This repository contains the code for the paper "View-Invariant Policy Learning via Zero-Shot Novel View Synthesis". For more information, please see our project page.
First, create a directory to act as a workspace. I would also recommend creating a virtual environment at this point (e.g. via conda or mamba). This code is tested with Python 3.8.

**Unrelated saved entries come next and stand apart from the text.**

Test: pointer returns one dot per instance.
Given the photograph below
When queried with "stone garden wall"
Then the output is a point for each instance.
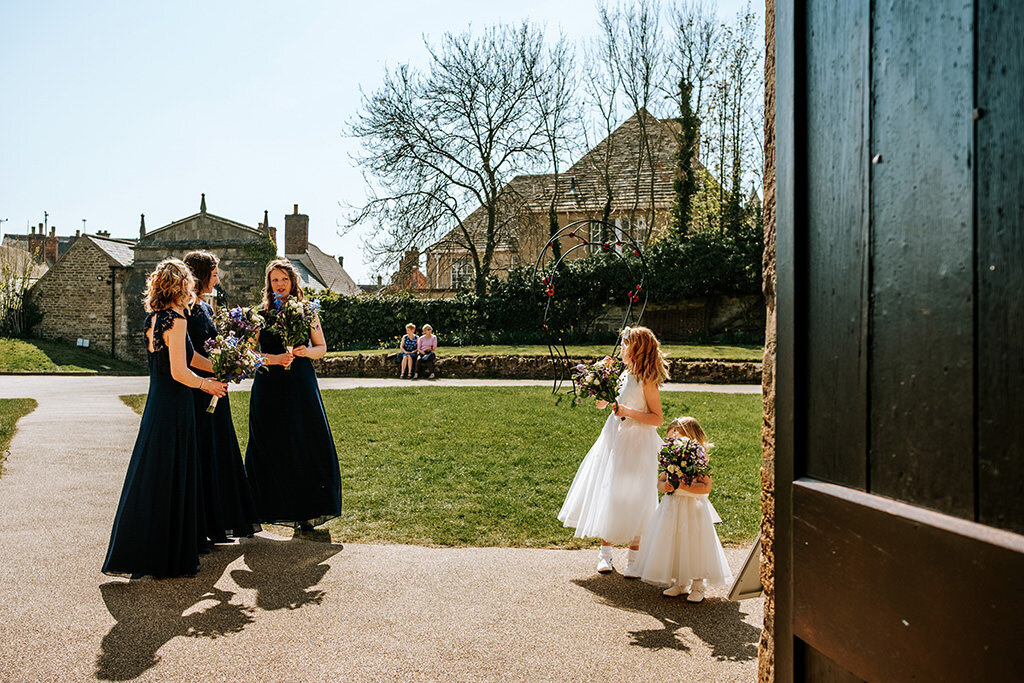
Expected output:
(539, 368)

Then, clone the ZeroNVS repo (https://github.com/s-tian/ZeroNVS) into your workspace, and follow the setup instructions in that repository's README, including pulling the zeronvs_diffusion submodule.
In the ZeroNVS
directory, install the threestudio module:
cd threestudio
pip install -e .
cd ..
Clone this repo (https://github.com/s-tian/vista) into your workspace. Install the robomimic
, robosuite
, and vipl
package as locally editable (note: robosuite and robomimic are also available on pip, but you need to install the local versions, as I've made edits to them):
cd robosuite
pip install -e .
cd ..
cd robomimic
pip install -e .
cd ..
cd vipl
pip install -e .
Next, install mimicgen_environments
and robosuite_task_zoo
, by navigating to your workspace directory and then doing:
git clone https://github.com/NVlabs/mimicgen_environments
cd mimicgen_environments
git checkout 45db4b35a5a79e82ca8a70ce1321f855498ca82c
pip install -e .
cd ..
git clone https://github.com/ARISE-Initiative/robosuite-task-zoo
cd robosuite_task_zoo
git checkout 74eab7f88214c21ca1ae8617c2b2f8d19718a9ed
pip install -e .
Lastly, downgrade mujoco as instructed in the mimicgen_environments
README.
pip install mujoco==2.3.2
I've dumped the output of pip list
and mamba list
for working environment to this repo at pip_list.txt
and mamba_list.txt
for cross-reference.
Note that this environment is not used for the reprojection baseline due to conflicts with Pytorch3D. To create that environment, follow the same steps but do not install ZeroNVS, instead install pytorch3d==0.7.4
.
Pretrained ZeroNVS models are available on HuggingFace here: https://huggingface.co/s-tian/VISTA_Data/tree/main/models.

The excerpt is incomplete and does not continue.